Nat Hentoff Highlights Rationing of Seniors’ Health Care in Column on Baucus Bill
by Steven Ertelt
September 24, 2009
Washington, DC (LifeNews.com) — Respected liberal pro-life columnist Nat Hentoff has a new opinion column he released yesterday that focuses on the concerns about rationing in the Baucus health care bill. After reading the legislative proposal, Hentoff agrees that provisions in the bill will lead to rationing of medical care for seniors.
The provisions have caused such a great last-minute problem that pro-life groups are working with two pro-life members of the Senate panel considering the bill on amendments to alleviate the concerns.
"In the Senate Finance Committee’s health-care bill, there is a dangerous provision that could deny crucial health treatments for Medicare patients," he writes in a new column posted at WorldNetDaily.
"During the continuous, extensive coverage of this proposed legislation, there has been only very limited mention and none I’ve seen in the mainstream press of" the provision, he writes.
The measure "penalizes doctors for Medicare patients who, for at least five years (from 2015 to 2020), authorize total treatments that wind up in the top 10 percent of national annual Medicare costs per patient."
Hentoff continues: "The 1 in 10 Medicare doctors who spend beyond this limit will themselves lose 5 percent of their own total Medicare reimbursements. Considering the already low rates Medicare doctors get and the president pledges they will get lower this could be a heavy penalty."
Hentoff cites the analysis form the National Right to Life Committee, specifically its medical ethics director Burke Balch.
Balch has said: "This (part of the Baucus bill) means that all doctors treating older people will constantly be driven to try to order the least-expensive tests and treatments for fear they will be caught in that top 10 percent. Note that this feature operates independently of any considerations of quality, efficiency or waste.

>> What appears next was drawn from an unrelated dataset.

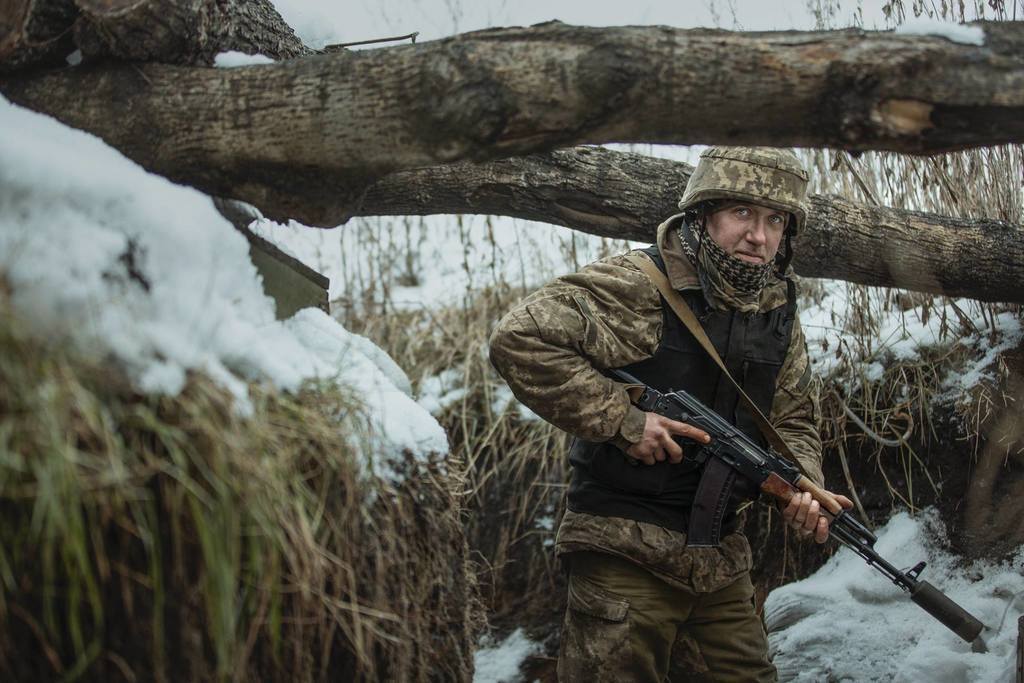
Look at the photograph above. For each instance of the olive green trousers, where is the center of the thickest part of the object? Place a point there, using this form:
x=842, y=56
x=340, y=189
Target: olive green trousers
x=623, y=621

If you authorize enough treatment for your patients, however necessary and appropriate it may be, you are in danger of being one of the 1 in 10 doctors who will be penalized each year."
Hentoff notes that a section in the Baucus bill seems to be an exception to what he terms as an "iron mandate" for reducing medical-care costs that is not related to quality of care but aimed at reducing the national debt.

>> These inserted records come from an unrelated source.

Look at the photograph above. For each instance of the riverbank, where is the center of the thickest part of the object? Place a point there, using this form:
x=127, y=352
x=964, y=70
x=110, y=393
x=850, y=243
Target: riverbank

"There is a section (page 80, the Chairman’s Mark) that gives Kathleen Sebelius, secretary of health and human services, permission to adjust these strictures for ‘those physicians who tend to serve less healthy individuals who may require more intensive interventions,’" the pro-life columnist points out.

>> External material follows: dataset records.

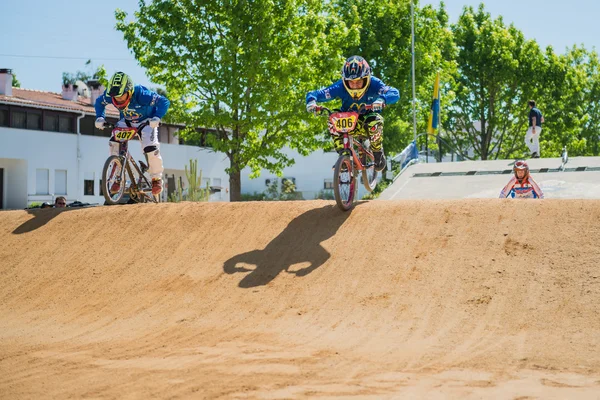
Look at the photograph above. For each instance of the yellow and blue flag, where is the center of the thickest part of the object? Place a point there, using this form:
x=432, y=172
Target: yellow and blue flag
x=434, y=116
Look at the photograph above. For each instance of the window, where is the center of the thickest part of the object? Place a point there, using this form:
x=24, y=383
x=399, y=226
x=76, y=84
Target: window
x=51, y=122
x=88, y=187
x=65, y=124
x=3, y=117
x=288, y=182
x=34, y=120
x=60, y=181
x=88, y=184
x=19, y=119
x=41, y=181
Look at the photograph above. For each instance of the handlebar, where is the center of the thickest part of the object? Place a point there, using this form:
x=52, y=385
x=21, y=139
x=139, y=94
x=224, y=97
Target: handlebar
x=320, y=109
x=108, y=125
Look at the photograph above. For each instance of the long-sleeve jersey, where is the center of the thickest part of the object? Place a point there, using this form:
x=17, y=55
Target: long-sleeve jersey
x=144, y=104
x=377, y=89
x=528, y=189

"But what is submerged in here is the cold fact that even if a Medicare doctor does apply this permission in treating certain patients, as he considers necessary, the pressures will continue with regard to his entire cumulative roster of other Medicare patients to keep very much in mind that he or she may still be in peril of winding up at the end of a year in the punishable top 10 percent of annual Medicare costs per patient," he says.
Balch says that "there will always be a top 10 percent, no matter how far down the total amount of money spent on Medicare is driven."
Hentoff agrees and says there is a real possibility that "the total annual amount of that limit will drop. So next year, doctors will try to avoid being in the penalty box for anything they authorize over $9,500."
He says Medicare doctors will not be the only losers under the Baucus bill.
"As the doctors struggle to keep abreast of the continually falling limit of the money they can authorize for their contingent of patients, consider what those patients will lose in the quality of their treatment," he writes at WorldNetDaily.
Even if the "insidious" provision is eliminated from the Baucus bill, Hentoff says " its actual existence is a further warning to all of us to pay very close attention to all the health-care ‘reform’ bills before any of them becomes law."
"For some of us, our very lives may depend on the ultimate statute not only because of the quality of care we will get, but rather for the nature of our final exit," he concludes.